Ansteckend sind Patienten bis zu zwei Wochen vor Auftreten einer Gelbsucht oder einer Leberwerterhöhung und in etwa eine Woche danach. Infizierte Säuglinge, Kleinkinder und Personen mit Immunschwäche können das Virus möglicherweise über mehrere Wochen mit dem Stuhl ausscheiden.

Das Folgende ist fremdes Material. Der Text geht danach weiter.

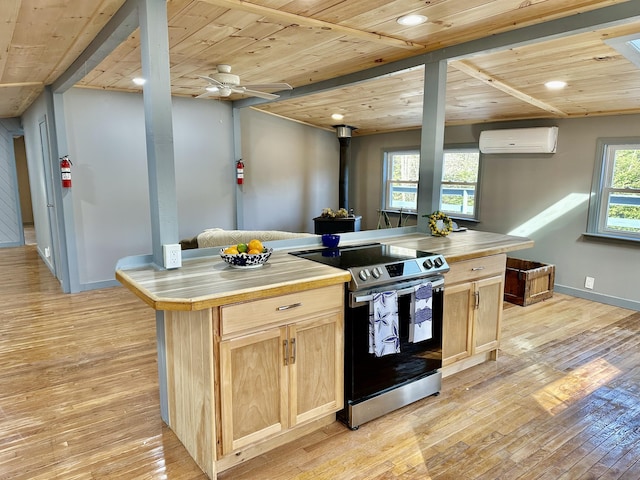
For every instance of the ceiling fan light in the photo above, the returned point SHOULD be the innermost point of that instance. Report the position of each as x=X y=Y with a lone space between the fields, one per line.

Eine durchgemachte Hepatitis A führt zu lebenslanger Immunität. Diese erwerben jedoch nur noch ungefähr fünf Prozent der Menschen hierzulande, da die vergleichsweise hohen Hygienestandards das Infektionsrisiko senken. Eine Impfung aber bietet bei Bedarf Schutz.
Symptome/Verlauf
Kommt es bei Hepatitis A zu Symptomen, sind das zu Beginn Übelkeit, Brechreiz, Durchfall und Bauchschmerzen, ein allgemeines Krankheitsgefühl sowie mitunter erhöhte Temperatur. Daran kann sich bei einem Teil der Patienten eine Phase mit Gelbsucht anschließen, die wenige Tage bis mehrere Wochen dauert. Die Haut und die weiße Lederhaut der Augen färben sich gelb, der Urin wird dunkler, der Stuhl entfärbt sich und starkes Hautjucken ist möglich. Eine Lebervergrößerung kann zu Druckgefühl oder Schmerzen im Oberbauch führen, bei etwa einem Viertel der erkrankten Personen vergrößert sich zudem die Milz.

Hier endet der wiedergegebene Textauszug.